Yabancı düşmanlığının sınırlı toplumsal etkisi
Seçilmiş yanlış bilgi örneklerini potansiyel olarak kışkırtıcı bir toplumsal harekete dönüştürme çabası da aynı derecede ilgi çekicidir. Neyse ki bu tür yabancı düşmanı sesler toplumda sınırlı yankı buluyor. Bu kısıtlamaya katkıda bulunan en önemli faktörlerden biri, devletin veya genel olarak toplumun “öteki(ler)e” karşı açık ırkçı veya yabancı düşmanı davranışlarda bulunmamasıdır; bu, Türkiye’nin çatışma bölgelerinden kaçanların güvenliğini sağlama konusundaki kararlılığının bir kanıtıdır.
Yabancı düşmanı çabalara kararlı bir şekilde karşı çıkan Cumhurbaşkanı Recep Tayyip Erdoğan, geçtiğimiz günlerde “sosyal medyada gerilimi tırmandırmaya çalışan şarlatanların” girişimlerini engelleyeceğinin sözünü vermişti. Erdoğan, “Devlet bu azmettiricilere karşı her türlü tedbiri almakla görevlidir. Bizim tavrımız bellidir. Yasa dışı göçe izin vermiyoruz, izin vermeyeceğiz. İnsanların hak ve özgürlüklerine yönelik her türlü tehdite titizlikle karşı çıkacağız. Yabancı düşmanlığı gibi faşist bir eyleme izin vermeyeceğiz. Yasadışı göçle ilgili sorunları da çözeceğiz.”
Irkçılık ve yabancı düşmanlığı aslında sosyal ve politik hastalıklardır. Tedavi edilmediği takdirde hastalık yayılabilir ve hasara yol açarak vücutta yara izleri bırakabilir. Aşırı sağ ve mülteci karşıtı görüşler arayışlarını sürdürürken, medyanın bu tür söylemleri güçlendirerek kamuoyunda kartopu yaratma potansiyelini en aza indirgemek konusunda takdir yetkisini kullanması gerekiyor.

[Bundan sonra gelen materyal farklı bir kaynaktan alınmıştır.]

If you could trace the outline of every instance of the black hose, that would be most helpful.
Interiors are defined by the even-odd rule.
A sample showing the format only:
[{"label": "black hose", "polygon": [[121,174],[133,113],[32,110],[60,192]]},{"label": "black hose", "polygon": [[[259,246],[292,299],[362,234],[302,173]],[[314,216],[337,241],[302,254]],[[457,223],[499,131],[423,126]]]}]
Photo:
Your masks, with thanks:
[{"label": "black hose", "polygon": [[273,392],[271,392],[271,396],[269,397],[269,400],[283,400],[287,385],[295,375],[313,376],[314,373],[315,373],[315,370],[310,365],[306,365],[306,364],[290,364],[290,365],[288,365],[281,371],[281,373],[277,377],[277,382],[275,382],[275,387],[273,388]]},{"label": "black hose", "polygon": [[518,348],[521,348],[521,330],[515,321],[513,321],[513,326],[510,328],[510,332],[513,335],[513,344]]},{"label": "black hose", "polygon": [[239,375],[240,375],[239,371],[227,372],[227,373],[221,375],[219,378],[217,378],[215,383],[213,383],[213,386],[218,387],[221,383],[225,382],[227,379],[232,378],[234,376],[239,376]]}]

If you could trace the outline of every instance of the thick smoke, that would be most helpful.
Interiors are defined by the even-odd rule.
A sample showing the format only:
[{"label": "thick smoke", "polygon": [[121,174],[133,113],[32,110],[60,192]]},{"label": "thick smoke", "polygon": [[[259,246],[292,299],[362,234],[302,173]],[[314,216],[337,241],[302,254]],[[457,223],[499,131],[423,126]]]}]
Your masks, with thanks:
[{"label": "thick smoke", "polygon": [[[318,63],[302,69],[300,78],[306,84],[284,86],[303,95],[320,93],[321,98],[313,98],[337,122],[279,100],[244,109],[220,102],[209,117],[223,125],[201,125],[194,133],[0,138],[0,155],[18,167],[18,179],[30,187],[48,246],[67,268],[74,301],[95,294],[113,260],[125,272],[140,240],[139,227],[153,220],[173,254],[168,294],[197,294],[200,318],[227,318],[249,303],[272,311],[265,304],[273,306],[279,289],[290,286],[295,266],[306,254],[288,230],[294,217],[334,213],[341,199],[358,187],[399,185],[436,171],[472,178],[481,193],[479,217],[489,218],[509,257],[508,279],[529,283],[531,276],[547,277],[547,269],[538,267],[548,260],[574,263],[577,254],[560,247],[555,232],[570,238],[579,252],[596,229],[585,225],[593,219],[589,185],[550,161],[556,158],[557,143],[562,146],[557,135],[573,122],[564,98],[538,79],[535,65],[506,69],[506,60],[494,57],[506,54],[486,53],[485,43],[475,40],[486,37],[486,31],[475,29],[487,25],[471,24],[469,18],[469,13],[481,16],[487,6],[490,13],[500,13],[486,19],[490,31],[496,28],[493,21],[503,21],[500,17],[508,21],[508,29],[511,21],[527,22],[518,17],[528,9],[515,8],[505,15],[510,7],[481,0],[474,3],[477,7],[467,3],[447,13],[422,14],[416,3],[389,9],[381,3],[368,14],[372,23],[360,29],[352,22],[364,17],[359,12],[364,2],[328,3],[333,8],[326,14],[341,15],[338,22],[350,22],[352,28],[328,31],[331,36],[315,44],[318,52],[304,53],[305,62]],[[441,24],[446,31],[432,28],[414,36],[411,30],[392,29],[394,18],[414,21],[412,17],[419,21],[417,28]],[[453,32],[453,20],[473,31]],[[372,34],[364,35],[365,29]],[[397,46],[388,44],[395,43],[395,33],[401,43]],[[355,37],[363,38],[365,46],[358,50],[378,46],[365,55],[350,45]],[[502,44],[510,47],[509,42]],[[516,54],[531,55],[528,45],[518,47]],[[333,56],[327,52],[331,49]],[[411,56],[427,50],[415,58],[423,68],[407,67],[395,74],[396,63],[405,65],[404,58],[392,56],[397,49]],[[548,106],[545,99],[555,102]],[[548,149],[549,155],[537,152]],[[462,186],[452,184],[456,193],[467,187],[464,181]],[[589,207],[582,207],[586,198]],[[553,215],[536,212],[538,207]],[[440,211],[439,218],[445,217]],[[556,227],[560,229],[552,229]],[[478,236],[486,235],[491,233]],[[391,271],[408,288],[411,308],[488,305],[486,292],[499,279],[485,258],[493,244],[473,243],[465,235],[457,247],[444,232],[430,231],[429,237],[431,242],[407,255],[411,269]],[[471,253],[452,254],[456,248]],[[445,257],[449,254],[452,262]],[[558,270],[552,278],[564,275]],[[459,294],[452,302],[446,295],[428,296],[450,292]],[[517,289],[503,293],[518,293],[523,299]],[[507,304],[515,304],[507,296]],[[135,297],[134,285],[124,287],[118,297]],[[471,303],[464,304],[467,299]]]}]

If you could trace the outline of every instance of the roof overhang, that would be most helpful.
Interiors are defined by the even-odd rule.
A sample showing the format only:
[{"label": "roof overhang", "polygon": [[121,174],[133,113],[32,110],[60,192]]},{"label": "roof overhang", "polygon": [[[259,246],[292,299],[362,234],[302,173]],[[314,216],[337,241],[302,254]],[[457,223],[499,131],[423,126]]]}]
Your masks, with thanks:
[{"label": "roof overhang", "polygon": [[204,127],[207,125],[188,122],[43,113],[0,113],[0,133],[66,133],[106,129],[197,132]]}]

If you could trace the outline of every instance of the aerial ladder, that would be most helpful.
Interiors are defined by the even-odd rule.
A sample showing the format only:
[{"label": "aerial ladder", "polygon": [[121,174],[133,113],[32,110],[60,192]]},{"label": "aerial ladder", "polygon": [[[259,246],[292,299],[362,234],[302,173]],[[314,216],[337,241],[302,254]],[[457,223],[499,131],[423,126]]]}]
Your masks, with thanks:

Yasadışı göç dikkatli bir şekilde ele alınmasını gerektirir ve yaklaşık 5 milyon mülteciye ev sahipliği yapmaktan kaynaklanan zorluklar, hükümetin ustaca ilgilenmesini gerektirir. Neyse ki Anadolu bilgeliği, bu tür yıkıcı söylemlerin bu topraklarda verimli zemin bulmasına asla izin vermedi. İster çatışma bölgelerinden canlarını güvence altına almak için sığınan mülteciler, ister Türkiye’nin farklı kültürünün, zengin tarihinin ve doğal güzelliklerinin tadını çıkarmak isteyen milyonlarca turist olsun, Türkiye her zaman misafirperverliğiyle tanınmaktadır. Bu gelenek, Osmanlı atalarımızın Avrupa’dan kaçan Yahudileri hoş karşıladıklarına kadar uzanıyor ve Suriyeli kardeşlerimiz ölüm hayaletinden sığınırken bugün de varlığını sürdürüyor.